Laziness has kept me from implementing / installing a feature related to the web that I've wanted for some time. I want to record and save every bit of traffic I send over HTTP. I don't care if the data was sent securely or not, everything should be saved. I assume that the storage mechanism will provide safe guards against unauthorized access. Unlike the cache that a browser uses which eventually gets filled, nothing in my store would be removed. I'd also want to save all of the meta-data associated with the data such as the raw HTTP headers etc. Everything, including those pesky ads should be saved.

Why would I want such a thing? Despite the use of such lovely features as bookmarks and history in Firefox combined with del.icio.us and other such sites, I don't always capture what I want to in a way that makes it easy to find it again. Case in point. I was recently involved in a discussion of higher education, the rising costs, and benefits. I know over the few month I read of series of articles in the Economist about that which I previously forwarded to someone (while I still had the physical magazine to easily look up the issue number) along with a couple of NY Times articles (which I only read online).

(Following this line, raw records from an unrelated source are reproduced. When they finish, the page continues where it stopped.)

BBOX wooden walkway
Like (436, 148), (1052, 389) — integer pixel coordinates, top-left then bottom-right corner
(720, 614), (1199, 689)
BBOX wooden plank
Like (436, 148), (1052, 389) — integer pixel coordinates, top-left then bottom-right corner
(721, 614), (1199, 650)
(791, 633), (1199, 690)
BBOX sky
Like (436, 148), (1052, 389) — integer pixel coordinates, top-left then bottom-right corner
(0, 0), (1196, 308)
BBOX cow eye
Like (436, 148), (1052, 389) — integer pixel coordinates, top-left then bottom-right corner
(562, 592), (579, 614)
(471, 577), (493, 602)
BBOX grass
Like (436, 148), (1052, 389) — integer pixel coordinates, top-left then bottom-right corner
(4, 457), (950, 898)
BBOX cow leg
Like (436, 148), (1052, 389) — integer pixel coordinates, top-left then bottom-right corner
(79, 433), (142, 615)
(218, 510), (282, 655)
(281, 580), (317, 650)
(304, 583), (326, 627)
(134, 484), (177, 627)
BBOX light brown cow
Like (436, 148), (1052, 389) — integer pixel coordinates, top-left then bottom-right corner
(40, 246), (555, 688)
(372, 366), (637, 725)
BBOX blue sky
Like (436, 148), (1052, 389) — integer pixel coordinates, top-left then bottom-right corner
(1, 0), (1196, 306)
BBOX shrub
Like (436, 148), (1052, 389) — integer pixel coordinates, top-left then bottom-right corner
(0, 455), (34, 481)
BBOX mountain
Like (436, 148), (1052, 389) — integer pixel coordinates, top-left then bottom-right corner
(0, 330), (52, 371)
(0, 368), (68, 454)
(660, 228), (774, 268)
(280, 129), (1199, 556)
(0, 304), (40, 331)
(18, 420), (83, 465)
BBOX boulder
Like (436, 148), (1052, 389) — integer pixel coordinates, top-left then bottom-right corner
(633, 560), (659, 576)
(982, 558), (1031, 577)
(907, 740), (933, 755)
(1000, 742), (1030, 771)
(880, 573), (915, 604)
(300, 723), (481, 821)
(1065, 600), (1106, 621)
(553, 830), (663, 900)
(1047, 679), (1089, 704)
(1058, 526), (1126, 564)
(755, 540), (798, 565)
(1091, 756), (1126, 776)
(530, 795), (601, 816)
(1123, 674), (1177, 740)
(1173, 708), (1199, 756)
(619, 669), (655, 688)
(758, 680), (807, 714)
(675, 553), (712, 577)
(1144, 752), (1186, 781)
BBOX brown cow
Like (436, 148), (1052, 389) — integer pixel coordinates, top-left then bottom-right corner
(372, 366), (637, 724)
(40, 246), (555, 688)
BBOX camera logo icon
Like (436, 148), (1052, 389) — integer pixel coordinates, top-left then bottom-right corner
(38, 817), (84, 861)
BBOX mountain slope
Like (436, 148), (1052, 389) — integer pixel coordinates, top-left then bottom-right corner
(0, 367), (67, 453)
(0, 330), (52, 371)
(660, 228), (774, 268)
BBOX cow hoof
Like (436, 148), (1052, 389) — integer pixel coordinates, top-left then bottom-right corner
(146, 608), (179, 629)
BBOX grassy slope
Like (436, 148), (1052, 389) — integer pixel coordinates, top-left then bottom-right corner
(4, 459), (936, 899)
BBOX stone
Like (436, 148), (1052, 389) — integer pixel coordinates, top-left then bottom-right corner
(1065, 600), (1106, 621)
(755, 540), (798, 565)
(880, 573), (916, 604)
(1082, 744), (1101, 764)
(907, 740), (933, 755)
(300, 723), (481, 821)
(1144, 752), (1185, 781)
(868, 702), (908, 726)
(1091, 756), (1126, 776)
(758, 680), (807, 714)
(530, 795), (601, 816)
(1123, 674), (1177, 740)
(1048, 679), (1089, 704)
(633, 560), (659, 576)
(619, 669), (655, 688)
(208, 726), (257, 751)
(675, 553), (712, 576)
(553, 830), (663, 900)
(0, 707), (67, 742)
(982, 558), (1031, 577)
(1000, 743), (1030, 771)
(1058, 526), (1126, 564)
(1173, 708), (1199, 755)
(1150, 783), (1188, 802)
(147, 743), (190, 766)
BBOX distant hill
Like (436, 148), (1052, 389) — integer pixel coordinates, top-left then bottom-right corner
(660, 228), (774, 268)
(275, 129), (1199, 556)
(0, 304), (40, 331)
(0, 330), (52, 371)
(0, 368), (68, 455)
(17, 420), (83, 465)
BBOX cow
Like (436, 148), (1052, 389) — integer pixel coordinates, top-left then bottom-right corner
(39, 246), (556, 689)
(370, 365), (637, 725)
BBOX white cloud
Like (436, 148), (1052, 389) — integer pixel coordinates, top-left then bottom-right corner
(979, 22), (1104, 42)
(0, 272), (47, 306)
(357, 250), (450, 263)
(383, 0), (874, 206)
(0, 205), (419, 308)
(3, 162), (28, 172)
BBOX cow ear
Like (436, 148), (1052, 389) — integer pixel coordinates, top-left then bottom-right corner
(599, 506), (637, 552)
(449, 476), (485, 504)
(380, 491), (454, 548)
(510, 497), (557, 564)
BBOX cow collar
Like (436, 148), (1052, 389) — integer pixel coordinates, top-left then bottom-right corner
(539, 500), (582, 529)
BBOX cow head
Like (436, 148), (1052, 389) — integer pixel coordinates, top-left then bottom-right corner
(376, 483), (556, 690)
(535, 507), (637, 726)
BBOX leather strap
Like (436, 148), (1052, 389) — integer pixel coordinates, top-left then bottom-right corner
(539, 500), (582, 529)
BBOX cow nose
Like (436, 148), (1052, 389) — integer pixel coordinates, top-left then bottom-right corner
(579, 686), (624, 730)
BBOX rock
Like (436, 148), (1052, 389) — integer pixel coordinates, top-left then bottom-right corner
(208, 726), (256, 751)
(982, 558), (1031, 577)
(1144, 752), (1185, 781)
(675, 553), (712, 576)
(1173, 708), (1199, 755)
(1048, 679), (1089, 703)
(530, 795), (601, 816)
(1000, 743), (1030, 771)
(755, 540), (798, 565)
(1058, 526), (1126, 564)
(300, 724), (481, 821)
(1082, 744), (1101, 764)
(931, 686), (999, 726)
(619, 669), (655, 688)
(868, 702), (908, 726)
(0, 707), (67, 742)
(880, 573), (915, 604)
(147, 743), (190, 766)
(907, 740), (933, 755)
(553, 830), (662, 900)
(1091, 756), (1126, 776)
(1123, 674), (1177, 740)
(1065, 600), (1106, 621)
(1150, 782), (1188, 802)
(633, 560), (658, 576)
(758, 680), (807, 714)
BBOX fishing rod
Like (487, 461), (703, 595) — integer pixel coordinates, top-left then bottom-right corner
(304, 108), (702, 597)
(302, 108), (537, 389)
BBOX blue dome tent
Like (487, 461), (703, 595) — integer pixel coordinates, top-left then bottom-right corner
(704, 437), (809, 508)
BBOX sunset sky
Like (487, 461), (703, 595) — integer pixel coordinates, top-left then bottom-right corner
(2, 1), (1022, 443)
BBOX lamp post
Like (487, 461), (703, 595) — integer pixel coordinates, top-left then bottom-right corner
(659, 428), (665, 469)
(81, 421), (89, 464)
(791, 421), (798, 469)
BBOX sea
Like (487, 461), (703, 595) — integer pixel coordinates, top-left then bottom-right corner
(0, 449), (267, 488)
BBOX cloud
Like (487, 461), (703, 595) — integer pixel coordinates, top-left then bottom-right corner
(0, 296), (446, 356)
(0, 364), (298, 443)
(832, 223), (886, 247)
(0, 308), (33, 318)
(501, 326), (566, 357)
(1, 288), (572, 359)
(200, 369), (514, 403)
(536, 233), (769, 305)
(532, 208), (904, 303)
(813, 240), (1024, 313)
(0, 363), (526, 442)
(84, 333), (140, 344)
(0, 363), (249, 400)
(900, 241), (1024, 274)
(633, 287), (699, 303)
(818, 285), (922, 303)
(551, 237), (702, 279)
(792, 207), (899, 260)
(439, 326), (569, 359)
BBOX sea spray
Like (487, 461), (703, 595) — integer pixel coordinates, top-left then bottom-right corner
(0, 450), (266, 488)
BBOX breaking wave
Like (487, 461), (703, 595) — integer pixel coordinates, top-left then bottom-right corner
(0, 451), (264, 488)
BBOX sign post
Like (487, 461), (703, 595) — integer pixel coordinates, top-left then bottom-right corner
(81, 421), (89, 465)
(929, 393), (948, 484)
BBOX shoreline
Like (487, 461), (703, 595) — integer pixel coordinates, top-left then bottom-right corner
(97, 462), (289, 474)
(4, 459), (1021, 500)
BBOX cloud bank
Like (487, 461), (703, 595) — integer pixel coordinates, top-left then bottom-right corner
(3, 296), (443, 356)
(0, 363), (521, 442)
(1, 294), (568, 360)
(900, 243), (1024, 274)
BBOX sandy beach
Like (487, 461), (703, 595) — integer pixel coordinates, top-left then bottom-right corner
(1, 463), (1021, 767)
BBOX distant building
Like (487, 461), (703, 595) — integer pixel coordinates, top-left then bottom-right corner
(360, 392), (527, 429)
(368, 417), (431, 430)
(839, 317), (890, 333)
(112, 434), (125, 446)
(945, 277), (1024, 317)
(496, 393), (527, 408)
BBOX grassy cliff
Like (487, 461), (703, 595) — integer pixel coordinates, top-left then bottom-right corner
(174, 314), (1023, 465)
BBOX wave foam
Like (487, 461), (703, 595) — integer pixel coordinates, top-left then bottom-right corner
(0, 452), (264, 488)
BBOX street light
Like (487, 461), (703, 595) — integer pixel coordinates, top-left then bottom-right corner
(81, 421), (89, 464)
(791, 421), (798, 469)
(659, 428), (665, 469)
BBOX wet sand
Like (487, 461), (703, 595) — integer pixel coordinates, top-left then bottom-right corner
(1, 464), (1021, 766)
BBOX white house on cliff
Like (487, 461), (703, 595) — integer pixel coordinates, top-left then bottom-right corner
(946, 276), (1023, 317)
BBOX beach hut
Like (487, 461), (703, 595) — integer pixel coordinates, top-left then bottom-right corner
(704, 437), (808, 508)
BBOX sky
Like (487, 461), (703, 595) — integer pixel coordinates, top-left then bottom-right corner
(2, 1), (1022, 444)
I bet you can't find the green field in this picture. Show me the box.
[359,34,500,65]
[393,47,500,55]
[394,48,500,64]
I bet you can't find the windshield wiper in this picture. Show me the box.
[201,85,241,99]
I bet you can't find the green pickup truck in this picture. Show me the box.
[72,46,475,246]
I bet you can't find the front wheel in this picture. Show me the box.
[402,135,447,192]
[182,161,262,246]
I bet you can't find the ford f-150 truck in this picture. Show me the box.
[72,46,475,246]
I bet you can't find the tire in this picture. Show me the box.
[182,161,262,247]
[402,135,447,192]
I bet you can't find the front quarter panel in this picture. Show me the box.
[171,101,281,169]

Trying to go back to either of those web sites and use their search engines usually leaves me frustrated. The primary reason is that using one of their search engines doesn't incorporate one of the most important filters. The content that I've read on their site. I'll call this a remembrance search. If I'm doing an exploratory search, I want the search to consider all of the content it has at its disposal (and hopefully just return the best matches). If instead I'm doing a remembrance search, I only want the search to consider content that I've looked at apply my remembrance key (aka search term) against that subset of content.

I consider the problem of trying to have every site I visit implement a remembrance search next to impossible. However, since my computer is receiving all of the content from these sites (the subset of information that I've looked at) I have an easy way to do that remembrance search. For example I could setup Google's Desktop or Apple's Spotlight to search the collection of content I've viewed.

Given the ubiquity of proxy servers, I think implementing such a system would be easy, but as I mentioned at the start of this post, my own laziness has prevented me from doing it.